Une douzaine de personnalités issues de générations, de milieux socio-professionnels différents livrent pour "Le Nouvelliste" leurs pensées sur l’impact social de l’expérience collective que nous vivons, et sur le temps d’après, quand la vie reprendra, sans doute différemment d’avant.

22 mai 2020, 20:01
Anne-Catherine Sutermeister, consultante en politiques culturelles.

Quelques semaines après avoir pris la décision de démissionner de ce poste confortable pour aller vadrouiller quelques mois de par le vaste monde, on me proposa d’assurer le commissariat d’une exposition consacrée aux masques de Werner Strub, ce créateur si singulier. Oui… les masques du mythique spectacle de «L’oiseau vert» de Benno Besson, d’après Gozzi, créé dans les années 80 à la Comédie de Genève, c’est lui… Décidément, ma nouvelle vie s’annonçait bien et je quittais l’Europe le cœur léger. 

Les masques ont accompagné mon voyage en filigrane. En Asie, j’ai éprouvé la puissance d’expression des masques balinais, la gestuelle complexe accompagnant les danses kathakali, et acheté mon premier masque à Jakarta. Je ne crois pas être une personne chipoteuse, mais là il fallait agir: chaleur, humidité et pollution ont eu raison de mon flegme de bourlingueuse. N95 ou 99? Je découvrais les gammes, le design et les niveaux de protection des masques, exactement comme j’avais commencé à discerner les matières, les formes et les significations complexes des masques théâtraux asiatiques. Qu’il soit accessoire, symbole ou métaphore, le masque nous fascine car il révèle autant qu’il dissimule et protège; il trouble les relations entre fiction et réalité. «C’est-à-dire que le masque permet d’être un autre. De le représenter du moins, de se «multiplier», d’être en fait tous ces différents personnages qu’on pose virtuellement en soi et qu’on n’arrive pas toujours à exprimer dans la vie courante…» dit Werner Strub dans l’un de ses textes. 

 

Qu’il soit accessoire, symbole ou métaphore, le masque nous fascine car il révèle autant qu’il dissimule et protège.
Anne-Catherine Sutermeister, consultante en politiques culturelles

 

Une année plus tard, de retour en Suisse, je décidai d’approcher l’œuvre de Strub à travers le prisme de différents points de vue, et de donner notamment la parole aux «porteurs» et «porteuses» de masques, d’entendre leurs propos sur la manière dont le masque modifiait leur pratique artistique et leurs gestes. «Pour moi, dit un comédien, le masque s’est toujours révélé libérateur. Comme si j’étais protégé et, dans le même temps, plus libre pour jouer un Autre», où encore: «Lorsque Werner m’a posé le masque que je représentais, j’ai pleuré. Je n’avais plus à m’occuper de moi, libéré, j’étais le texte, enfin, léger et précis.»  

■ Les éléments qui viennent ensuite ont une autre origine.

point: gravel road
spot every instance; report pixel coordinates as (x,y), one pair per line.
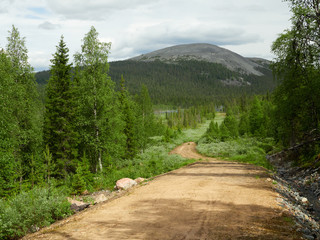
(211,199)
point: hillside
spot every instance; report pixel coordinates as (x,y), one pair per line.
(203,52)
(192,74)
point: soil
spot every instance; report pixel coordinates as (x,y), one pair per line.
(211,199)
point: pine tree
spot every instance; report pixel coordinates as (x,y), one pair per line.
(59,128)
(145,118)
(256,117)
(9,127)
(231,124)
(296,99)
(99,119)
(128,109)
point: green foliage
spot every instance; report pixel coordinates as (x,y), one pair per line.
(59,131)
(83,179)
(248,150)
(20,115)
(153,161)
(129,110)
(297,66)
(256,118)
(99,119)
(297,106)
(29,211)
(186,83)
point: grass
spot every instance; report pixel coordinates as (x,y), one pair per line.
(246,149)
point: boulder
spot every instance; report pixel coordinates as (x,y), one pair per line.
(77,206)
(100,198)
(139,180)
(125,183)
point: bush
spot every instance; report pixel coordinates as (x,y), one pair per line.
(29,211)
(249,150)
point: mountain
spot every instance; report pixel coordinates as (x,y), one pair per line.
(192,74)
(204,52)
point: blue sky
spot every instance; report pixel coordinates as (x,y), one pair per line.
(134,27)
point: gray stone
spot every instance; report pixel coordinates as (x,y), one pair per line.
(100,198)
(125,183)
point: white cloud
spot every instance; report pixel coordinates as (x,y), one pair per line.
(49,26)
(93,10)
(247,27)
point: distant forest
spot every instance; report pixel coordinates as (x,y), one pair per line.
(185,83)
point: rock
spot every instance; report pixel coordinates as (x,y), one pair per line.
(100,198)
(125,183)
(85,192)
(308,237)
(139,180)
(77,206)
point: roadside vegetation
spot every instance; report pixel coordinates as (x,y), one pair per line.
(84,132)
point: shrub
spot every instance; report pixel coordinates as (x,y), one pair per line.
(29,211)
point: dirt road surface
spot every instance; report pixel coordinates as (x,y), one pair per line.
(208,200)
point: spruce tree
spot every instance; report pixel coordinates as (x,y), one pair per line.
(128,109)
(59,128)
(9,127)
(145,118)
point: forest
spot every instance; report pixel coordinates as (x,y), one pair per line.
(186,83)
(93,125)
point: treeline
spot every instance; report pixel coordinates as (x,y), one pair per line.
(291,115)
(190,83)
(186,83)
(249,116)
(84,127)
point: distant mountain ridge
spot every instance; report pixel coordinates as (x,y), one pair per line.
(192,74)
(205,52)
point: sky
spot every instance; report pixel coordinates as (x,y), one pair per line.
(134,27)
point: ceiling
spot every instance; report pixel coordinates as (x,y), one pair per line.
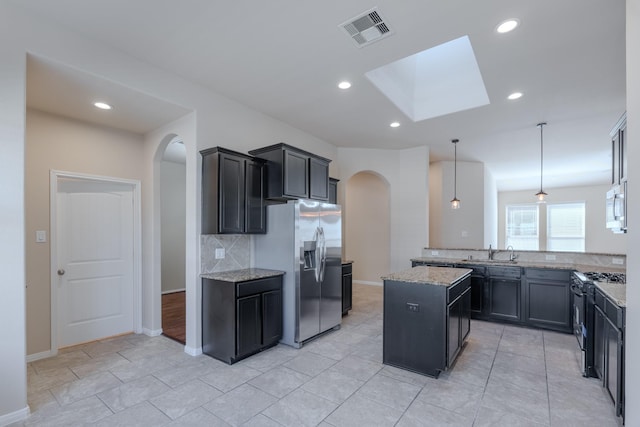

Le masque modifie la pratique des comédiens peu habitués à son usage en Europe. Il modifie le comportement du corps, le regard, la présence du comédien sur scène qui, privé de l’expressivité faciale, est amené à puiser dans d’autres moyens d’expression. Aujourd’hui, le théâtre me permet de porter une attention renouvelée à ces gestes inédits qui sont en train de naître autour de nous, préambules tâtonnants d’une nouvelle grammaire corporelle. Explorer comment le port du masque sur nous… Comment va-t-il changer nos attitudes et notre manière de nous comporter comme êtres sociaux? Quels nouveaux gestes allons-nous faire lorsque nous dissimulons notre bouche et notre menton? Allons-nous aussi être soulagés, comme ce comédien, de laisser notre visage se reposer sous le masque? Allons-nous expérimenter les vertiges de l’être et du paraître? Vilèm Flüsser, le philosophe, pointe l’importance des gestes pour comprendre le monde: «La comparaison entre le geste d’écrire et de filmer montrerait le changement dans la manière que nous avons de décrire le monde.» Quelles nouvelles manières d’être ensemble nous réservera le port du masque? 

Anne-Catherine Sutermeister, consultante en politiques culturelles, Vaux.